DiamondLightSource / mx-bluesky

Bluesky plans, plan stubs, and utilities for MX beamlines
https://diamondlightsource.github.io/mx-bluesky/
Apache License 2.0
0 stars 2 forks source link

Take some fluorescence hdf files with the xspress3 #236

Open DominicOram opened 4 months ago

DominicOram commented 4 months ago

GDA reads the data out of the xspress3 directly from PVs then writes it to it's own file format. However, the xspress3 IOC has the ability to write HDF files, which we would like to use. The first step in doing this is spending some time on the beamline manually triggering the fluorescence detector and getting an example file out. This can then be passed to analysis so that they can update their pipelines to work for it.

Acceptance Criteria

DominicOram commented 4 months ago

When we do this we should get @pblowey and @Relm-Arrowny involved

DominicOram commented 3 months ago

Time put aside on the afternoon of 11th July for this

DominicOram commented 3 months ago

Tested with:

from bluesky import plan_stubs as bps
from bluesky.run_engine import RunEngine
from dodal.beamlines import i03
from dodal.devices.zebra_controlled_shutter import ZebraShutterState

RE = RunEngine()

shutter = i03.sample_shutter()
fluo_det = i03.xspress3mini()

def my_plan():
    yield from bps.abs_set(shutter, ZebraShutterState.OPEN)
    yield from bps.abs_set(fluo_det.acquire_time, 0.01)
    yield from bps.stage(fluo_det, wait=True)
    yield from bps.unstage(fluo_det, wait=True)
    yield from bps.abs_set(shutter, ZebraShutterState.CLOSE)

RE(my_plan())

File produced at /dls/i03/data/2024/cm37235-3/fluo_tests/test.h5 sending to analysis properly in https://github.com/DiamondLightSource/mx-bluesky/issues/233. PR incoming with hotfixes to tidy up

DominicOram commented 3 months ago

To get this to work we had to set BL03I-EA-XSP3-01:HDF5:FileTemplate to %s/%s.h5

DominicOram commented 3 months ago

Blocked on https://github.com/DiamondLightSource/dodal/issues/679

DominicOram commented 3 months ago

Do next Friday?

pblowey commented 3 months ago

An update from my side of things as some comments/suggestions:

I've now got a PR ready (DiamondLightSource/python-zocalo-pymca/pull/8) for the changes to the pymca_fitter service that will allow it to process h5 files. Full details can be found in that PR. I've also updated the pymca_fitter recipe to accept cfgFile and h5path as custom parameters. cfgFile allows a specific config file path for the pymca fit to be applied. If not specified it defaults to the config file for the beamline, (it determines which beamline from the input file path. h5path allows a specific path to the data within the h5 file to be set, though I will set the default to whatever path we agree to store the data at in the file, but this parameter might be useful for testing purposes.
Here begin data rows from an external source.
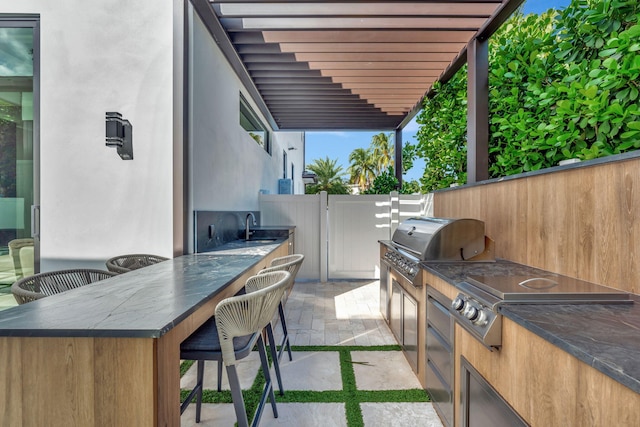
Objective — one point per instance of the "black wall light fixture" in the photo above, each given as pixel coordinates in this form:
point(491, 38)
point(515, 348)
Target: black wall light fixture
point(119, 134)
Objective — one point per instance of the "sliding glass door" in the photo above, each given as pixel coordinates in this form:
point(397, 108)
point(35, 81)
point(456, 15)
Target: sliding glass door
point(18, 144)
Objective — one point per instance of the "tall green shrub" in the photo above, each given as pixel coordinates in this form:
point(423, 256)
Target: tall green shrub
point(442, 136)
point(561, 86)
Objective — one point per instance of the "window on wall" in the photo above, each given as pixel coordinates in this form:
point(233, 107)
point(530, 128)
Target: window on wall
point(284, 164)
point(253, 125)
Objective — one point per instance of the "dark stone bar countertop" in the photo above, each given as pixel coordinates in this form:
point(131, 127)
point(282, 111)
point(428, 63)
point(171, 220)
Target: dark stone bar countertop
point(604, 336)
point(144, 303)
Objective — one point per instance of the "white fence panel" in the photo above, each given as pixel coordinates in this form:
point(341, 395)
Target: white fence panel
point(339, 237)
point(304, 212)
point(355, 225)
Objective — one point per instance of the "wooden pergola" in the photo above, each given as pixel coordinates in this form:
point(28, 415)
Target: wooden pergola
point(359, 64)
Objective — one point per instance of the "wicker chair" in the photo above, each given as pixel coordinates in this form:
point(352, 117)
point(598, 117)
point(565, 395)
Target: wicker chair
point(292, 264)
point(230, 336)
point(126, 263)
point(54, 282)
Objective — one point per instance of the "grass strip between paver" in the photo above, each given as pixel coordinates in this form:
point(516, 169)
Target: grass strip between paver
point(350, 395)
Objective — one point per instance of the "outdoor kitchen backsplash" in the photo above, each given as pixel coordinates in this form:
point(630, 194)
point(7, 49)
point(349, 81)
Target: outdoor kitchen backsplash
point(215, 228)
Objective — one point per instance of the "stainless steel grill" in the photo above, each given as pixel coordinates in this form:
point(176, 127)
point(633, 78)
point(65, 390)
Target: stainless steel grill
point(440, 239)
point(477, 306)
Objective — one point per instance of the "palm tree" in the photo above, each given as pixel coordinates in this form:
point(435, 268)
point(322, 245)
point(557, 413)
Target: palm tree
point(382, 152)
point(329, 177)
point(362, 168)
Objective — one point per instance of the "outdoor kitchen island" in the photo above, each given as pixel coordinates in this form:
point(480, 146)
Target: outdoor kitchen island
point(108, 354)
point(558, 364)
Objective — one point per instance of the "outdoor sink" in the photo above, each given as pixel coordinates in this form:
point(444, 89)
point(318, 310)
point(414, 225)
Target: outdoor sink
point(260, 240)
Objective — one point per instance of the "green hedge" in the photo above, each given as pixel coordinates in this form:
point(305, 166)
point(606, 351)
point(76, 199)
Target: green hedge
point(562, 85)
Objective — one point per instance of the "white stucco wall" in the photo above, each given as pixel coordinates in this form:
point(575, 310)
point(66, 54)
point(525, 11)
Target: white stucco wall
point(229, 168)
point(98, 57)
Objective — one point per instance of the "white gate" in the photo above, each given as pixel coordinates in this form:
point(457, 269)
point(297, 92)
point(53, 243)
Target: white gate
point(356, 223)
point(339, 234)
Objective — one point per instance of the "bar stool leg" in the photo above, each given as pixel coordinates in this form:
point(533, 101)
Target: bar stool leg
point(274, 356)
point(236, 395)
point(200, 377)
point(285, 333)
point(267, 392)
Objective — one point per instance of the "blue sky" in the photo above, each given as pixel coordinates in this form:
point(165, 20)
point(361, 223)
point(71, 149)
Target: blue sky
point(338, 145)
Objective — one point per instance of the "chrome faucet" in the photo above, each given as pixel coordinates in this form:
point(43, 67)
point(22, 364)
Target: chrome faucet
point(247, 230)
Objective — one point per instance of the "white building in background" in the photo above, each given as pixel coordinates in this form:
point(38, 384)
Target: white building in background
point(154, 63)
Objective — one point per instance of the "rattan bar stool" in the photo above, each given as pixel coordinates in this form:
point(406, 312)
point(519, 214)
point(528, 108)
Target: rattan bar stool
point(292, 264)
point(230, 336)
point(125, 263)
point(54, 282)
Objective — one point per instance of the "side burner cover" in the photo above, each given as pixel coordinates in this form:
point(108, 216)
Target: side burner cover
point(441, 239)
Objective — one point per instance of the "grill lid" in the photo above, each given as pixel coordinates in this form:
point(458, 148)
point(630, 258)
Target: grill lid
point(440, 239)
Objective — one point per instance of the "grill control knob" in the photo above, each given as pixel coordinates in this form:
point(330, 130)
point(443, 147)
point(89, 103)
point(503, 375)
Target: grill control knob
point(471, 313)
point(482, 319)
point(457, 304)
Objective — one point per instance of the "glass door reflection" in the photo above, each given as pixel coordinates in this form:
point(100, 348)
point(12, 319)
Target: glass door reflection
point(17, 147)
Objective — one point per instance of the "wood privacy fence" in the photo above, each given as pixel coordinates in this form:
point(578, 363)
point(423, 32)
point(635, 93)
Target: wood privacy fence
point(338, 234)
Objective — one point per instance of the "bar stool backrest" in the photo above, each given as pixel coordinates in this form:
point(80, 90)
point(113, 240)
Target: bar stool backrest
point(290, 263)
point(126, 263)
point(54, 282)
point(249, 313)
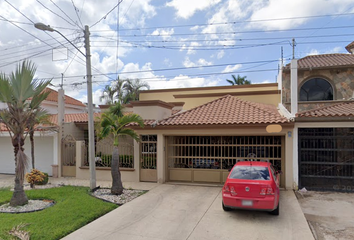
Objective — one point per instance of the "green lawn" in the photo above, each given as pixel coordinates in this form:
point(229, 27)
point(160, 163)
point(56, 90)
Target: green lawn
point(73, 208)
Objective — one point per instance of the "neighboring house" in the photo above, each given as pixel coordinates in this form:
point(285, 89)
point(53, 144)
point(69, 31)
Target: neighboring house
point(323, 110)
point(46, 142)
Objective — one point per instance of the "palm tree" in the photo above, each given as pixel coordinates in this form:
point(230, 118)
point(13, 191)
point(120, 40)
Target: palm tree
point(117, 124)
point(108, 94)
point(113, 93)
point(133, 88)
point(15, 90)
point(238, 80)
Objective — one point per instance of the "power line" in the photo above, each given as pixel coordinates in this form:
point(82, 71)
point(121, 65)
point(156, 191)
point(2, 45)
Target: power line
point(76, 11)
point(229, 33)
point(220, 40)
point(54, 13)
point(234, 22)
point(65, 14)
point(104, 17)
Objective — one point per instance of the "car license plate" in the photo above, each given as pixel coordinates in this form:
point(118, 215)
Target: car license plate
point(247, 202)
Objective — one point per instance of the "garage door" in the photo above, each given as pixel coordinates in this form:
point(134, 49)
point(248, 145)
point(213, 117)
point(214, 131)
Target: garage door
point(326, 159)
point(207, 159)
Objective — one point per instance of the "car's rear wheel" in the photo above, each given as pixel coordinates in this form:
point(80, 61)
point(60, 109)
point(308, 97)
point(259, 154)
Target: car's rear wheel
point(226, 209)
point(275, 211)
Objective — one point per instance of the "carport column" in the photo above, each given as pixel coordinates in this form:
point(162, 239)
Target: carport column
point(161, 166)
point(293, 86)
point(61, 120)
point(137, 161)
point(295, 158)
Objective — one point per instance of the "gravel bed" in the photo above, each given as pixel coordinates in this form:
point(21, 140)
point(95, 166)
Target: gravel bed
point(128, 195)
point(32, 206)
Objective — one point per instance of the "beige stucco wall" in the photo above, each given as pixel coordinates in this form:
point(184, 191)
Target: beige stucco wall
point(152, 112)
point(72, 129)
point(341, 79)
point(104, 174)
point(194, 97)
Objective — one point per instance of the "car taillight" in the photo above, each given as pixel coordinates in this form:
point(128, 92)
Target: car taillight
point(229, 190)
point(233, 192)
point(266, 191)
point(226, 189)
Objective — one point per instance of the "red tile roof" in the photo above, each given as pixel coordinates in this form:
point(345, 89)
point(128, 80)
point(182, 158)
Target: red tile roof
point(344, 109)
point(53, 97)
point(227, 110)
point(325, 60)
point(349, 47)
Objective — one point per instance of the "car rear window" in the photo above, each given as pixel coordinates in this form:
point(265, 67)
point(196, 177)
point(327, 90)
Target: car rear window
point(250, 173)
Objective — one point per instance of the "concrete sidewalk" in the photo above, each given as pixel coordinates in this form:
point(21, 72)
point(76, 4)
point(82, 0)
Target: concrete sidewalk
point(194, 212)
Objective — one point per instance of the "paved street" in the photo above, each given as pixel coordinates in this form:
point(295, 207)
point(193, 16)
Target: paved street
point(194, 212)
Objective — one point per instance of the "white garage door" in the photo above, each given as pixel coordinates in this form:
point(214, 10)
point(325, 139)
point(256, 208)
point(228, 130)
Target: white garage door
point(44, 152)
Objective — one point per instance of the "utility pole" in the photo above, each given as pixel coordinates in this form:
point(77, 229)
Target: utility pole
point(91, 130)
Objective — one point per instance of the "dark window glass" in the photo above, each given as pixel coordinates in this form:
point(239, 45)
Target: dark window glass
point(250, 173)
point(316, 89)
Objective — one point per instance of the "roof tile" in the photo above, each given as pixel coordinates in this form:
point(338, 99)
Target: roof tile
point(324, 60)
point(227, 110)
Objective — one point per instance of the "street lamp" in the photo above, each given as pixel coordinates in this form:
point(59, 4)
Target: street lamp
point(91, 129)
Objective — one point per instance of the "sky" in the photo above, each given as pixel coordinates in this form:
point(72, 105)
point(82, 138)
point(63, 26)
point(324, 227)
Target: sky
point(169, 43)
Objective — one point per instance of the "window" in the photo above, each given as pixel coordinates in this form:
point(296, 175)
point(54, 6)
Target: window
point(316, 89)
point(250, 173)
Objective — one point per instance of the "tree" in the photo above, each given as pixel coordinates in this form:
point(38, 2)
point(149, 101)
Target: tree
point(117, 124)
point(238, 80)
point(20, 91)
point(113, 93)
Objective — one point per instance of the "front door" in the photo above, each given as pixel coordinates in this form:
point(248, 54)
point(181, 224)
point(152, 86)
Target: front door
point(148, 158)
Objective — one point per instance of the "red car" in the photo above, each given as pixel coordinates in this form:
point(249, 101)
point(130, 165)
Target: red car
point(252, 185)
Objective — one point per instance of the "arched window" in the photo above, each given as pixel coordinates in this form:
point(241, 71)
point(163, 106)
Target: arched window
point(316, 89)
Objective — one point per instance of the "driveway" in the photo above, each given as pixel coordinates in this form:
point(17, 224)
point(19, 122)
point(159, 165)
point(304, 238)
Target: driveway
point(330, 214)
point(194, 212)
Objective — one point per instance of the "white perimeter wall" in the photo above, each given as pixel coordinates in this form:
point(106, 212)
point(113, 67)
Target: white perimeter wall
point(44, 149)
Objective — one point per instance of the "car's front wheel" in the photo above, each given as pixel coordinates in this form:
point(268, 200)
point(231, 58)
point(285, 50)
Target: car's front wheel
point(226, 209)
point(275, 211)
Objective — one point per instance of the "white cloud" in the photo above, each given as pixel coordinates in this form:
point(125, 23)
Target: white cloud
point(187, 8)
point(325, 51)
point(201, 62)
point(167, 62)
point(220, 54)
point(190, 48)
point(230, 68)
point(267, 9)
point(164, 33)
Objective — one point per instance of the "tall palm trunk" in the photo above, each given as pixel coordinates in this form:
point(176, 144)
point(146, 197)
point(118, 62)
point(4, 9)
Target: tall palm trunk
point(19, 197)
point(117, 185)
point(32, 146)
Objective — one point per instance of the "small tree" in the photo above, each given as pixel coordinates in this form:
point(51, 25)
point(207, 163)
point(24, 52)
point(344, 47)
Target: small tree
point(238, 80)
point(20, 91)
point(115, 123)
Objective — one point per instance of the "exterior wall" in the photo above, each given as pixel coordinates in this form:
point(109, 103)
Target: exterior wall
point(152, 112)
point(72, 129)
point(251, 131)
point(43, 149)
point(342, 81)
point(104, 174)
point(193, 97)
point(311, 125)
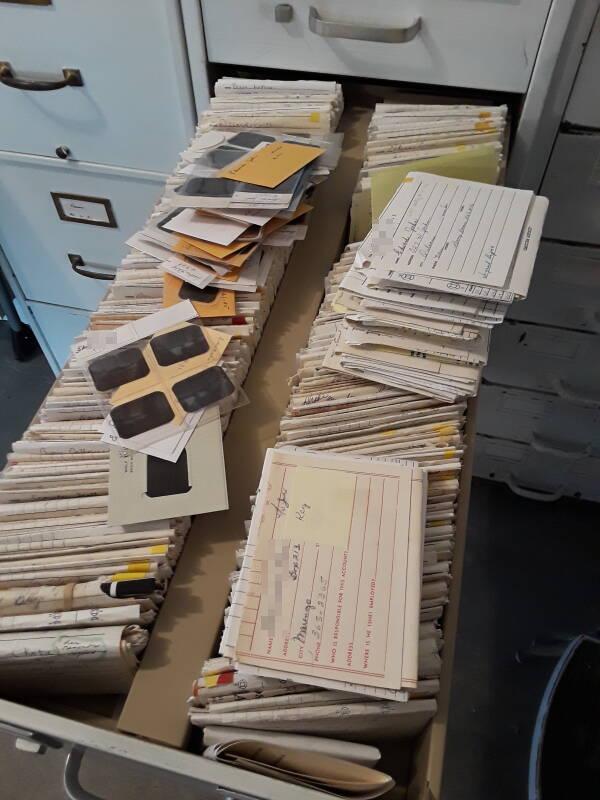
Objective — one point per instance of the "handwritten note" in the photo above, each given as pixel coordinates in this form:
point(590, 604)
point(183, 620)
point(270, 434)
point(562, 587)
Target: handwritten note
point(319, 507)
point(451, 229)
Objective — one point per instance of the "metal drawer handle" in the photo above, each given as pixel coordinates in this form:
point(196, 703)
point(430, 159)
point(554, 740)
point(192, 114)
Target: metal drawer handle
point(533, 494)
point(350, 30)
point(541, 445)
point(78, 264)
point(73, 788)
point(71, 77)
point(573, 396)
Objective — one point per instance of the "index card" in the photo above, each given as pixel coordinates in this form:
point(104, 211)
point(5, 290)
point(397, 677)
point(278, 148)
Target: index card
point(211, 228)
point(319, 511)
point(271, 164)
point(451, 229)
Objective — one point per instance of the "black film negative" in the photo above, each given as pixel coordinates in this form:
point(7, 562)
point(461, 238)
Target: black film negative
point(118, 367)
point(249, 139)
point(179, 345)
point(203, 389)
point(141, 415)
point(194, 293)
point(165, 478)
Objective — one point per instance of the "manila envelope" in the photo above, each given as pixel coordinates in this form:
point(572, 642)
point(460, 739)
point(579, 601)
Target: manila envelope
point(208, 302)
point(272, 164)
point(236, 260)
point(324, 773)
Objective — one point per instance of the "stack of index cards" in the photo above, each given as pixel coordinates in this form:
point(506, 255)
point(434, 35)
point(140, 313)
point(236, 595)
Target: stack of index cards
point(305, 105)
point(90, 531)
point(434, 275)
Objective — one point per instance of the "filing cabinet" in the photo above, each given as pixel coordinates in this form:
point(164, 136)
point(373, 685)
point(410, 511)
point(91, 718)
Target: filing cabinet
point(537, 474)
point(468, 43)
point(127, 57)
point(572, 185)
point(59, 325)
point(36, 191)
point(565, 289)
point(583, 109)
point(547, 359)
point(539, 421)
point(96, 101)
point(547, 422)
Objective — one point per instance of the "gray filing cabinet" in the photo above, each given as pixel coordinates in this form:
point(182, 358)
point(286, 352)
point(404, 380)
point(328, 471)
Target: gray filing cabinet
point(539, 411)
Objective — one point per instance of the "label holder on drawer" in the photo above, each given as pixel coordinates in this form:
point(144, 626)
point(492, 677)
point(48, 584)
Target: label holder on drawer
point(84, 209)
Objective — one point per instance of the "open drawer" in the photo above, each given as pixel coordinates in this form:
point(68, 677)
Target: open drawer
point(150, 725)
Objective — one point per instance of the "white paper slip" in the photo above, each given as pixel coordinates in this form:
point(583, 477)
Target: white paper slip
point(330, 582)
point(196, 275)
point(452, 229)
point(211, 228)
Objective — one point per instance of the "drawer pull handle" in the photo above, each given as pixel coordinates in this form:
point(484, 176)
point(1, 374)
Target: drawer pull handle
point(78, 265)
point(533, 494)
point(572, 395)
point(541, 445)
point(73, 788)
point(367, 33)
point(71, 77)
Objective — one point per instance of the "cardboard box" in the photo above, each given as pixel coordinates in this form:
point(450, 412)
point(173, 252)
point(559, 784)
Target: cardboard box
point(188, 627)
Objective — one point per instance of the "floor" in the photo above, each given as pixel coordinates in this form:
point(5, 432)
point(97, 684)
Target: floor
point(530, 570)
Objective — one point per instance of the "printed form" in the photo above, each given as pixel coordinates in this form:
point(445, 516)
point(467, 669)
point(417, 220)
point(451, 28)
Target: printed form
point(451, 229)
point(330, 585)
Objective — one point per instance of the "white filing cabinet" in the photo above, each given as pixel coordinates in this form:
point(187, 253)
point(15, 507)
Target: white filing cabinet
point(539, 425)
point(81, 165)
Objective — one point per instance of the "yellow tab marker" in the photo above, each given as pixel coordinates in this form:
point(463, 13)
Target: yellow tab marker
point(129, 576)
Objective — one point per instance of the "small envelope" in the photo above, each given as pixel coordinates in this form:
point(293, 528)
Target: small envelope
point(272, 164)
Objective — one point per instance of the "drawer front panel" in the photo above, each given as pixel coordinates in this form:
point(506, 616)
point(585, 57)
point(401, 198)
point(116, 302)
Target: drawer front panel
point(465, 44)
point(565, 291)
point(572, 184)
point(37, 242)
point(545, 421)
point(535, 475)
point(546, 359)
point(57, 326)
point(134, 108)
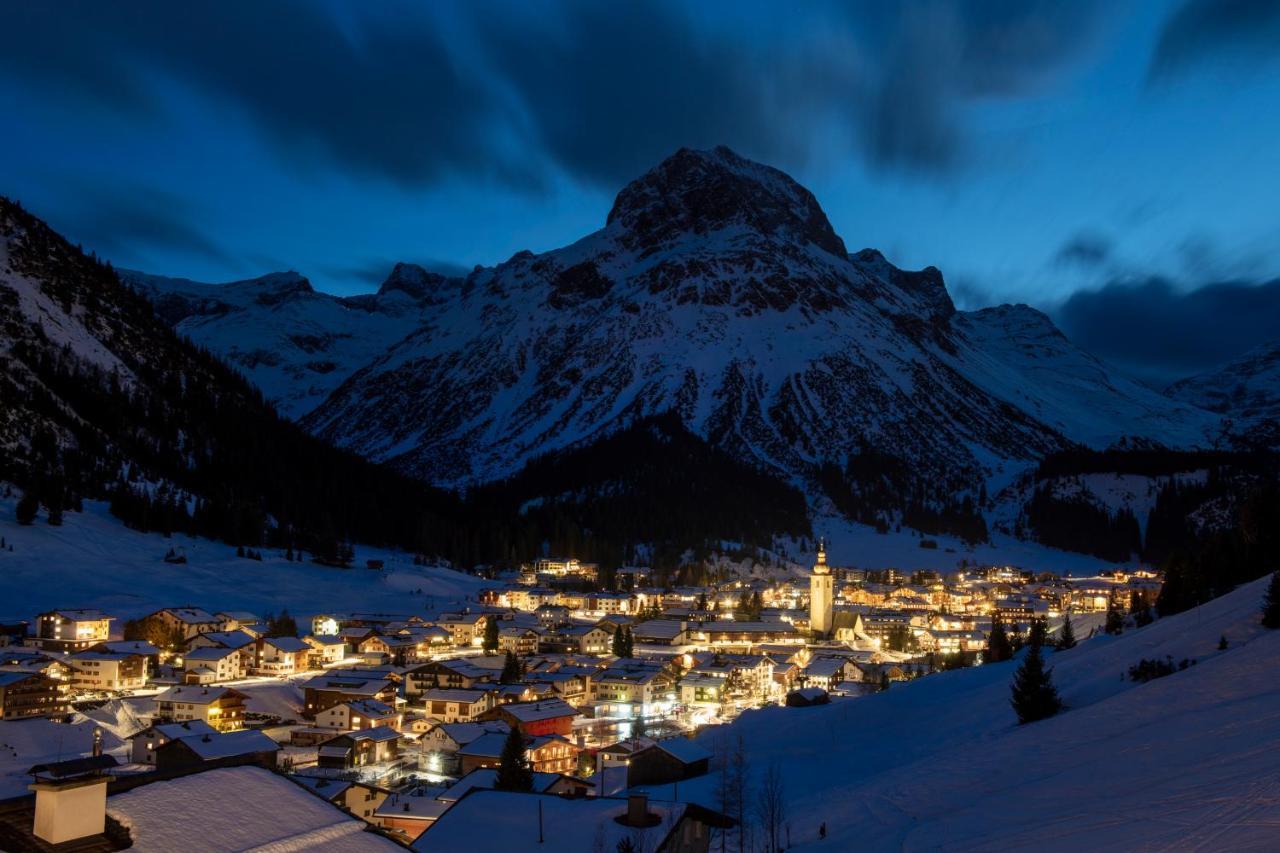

In terms of storing the data, I've found this documentation for writing MCA data using NeXus conventions. Would you be able to get the hdf5 file output by the xpress3 into this format? It would make the hdf5 file a lot more user friendly for any users who want to fit the data themselves in PyMCA as the relevant meta data is stored with the measurement. In that documentation, it suggests having calibration, channels and live time as meta data stored in the file. I think, since we are recording data from all channels in a straight-forward way (0-4095), we don't need the channels stored as meta data. I also don't know if the live time is something that can be readily obtained from the xpress3. The calibration needs to be stored in the file as a dataset in the format [zero, gain, non-linearity_parameter]. The calibrations are currently stored in the PyMCA config files for each beamline.

The calibrations for each beamline's MCA will need to be redone as currently GDA does not store all channels and (At least on some beamlines) applies an offset. In principle, this would only require changing the the zero parameter but it would make sense to redo the calibration completely to be sure that the calibration is good over the desired region of interest. In any case, while GDA and hyperion are both in operation, we'll need separate pymca config files as they'll require different calibrations.

DominicOram commented 3 months ago

In terms of storing the data, I've found this documentation for writing MCA data using NeXus conventions. Would you be able to get the hdf5 file output by the xpress3 into this format?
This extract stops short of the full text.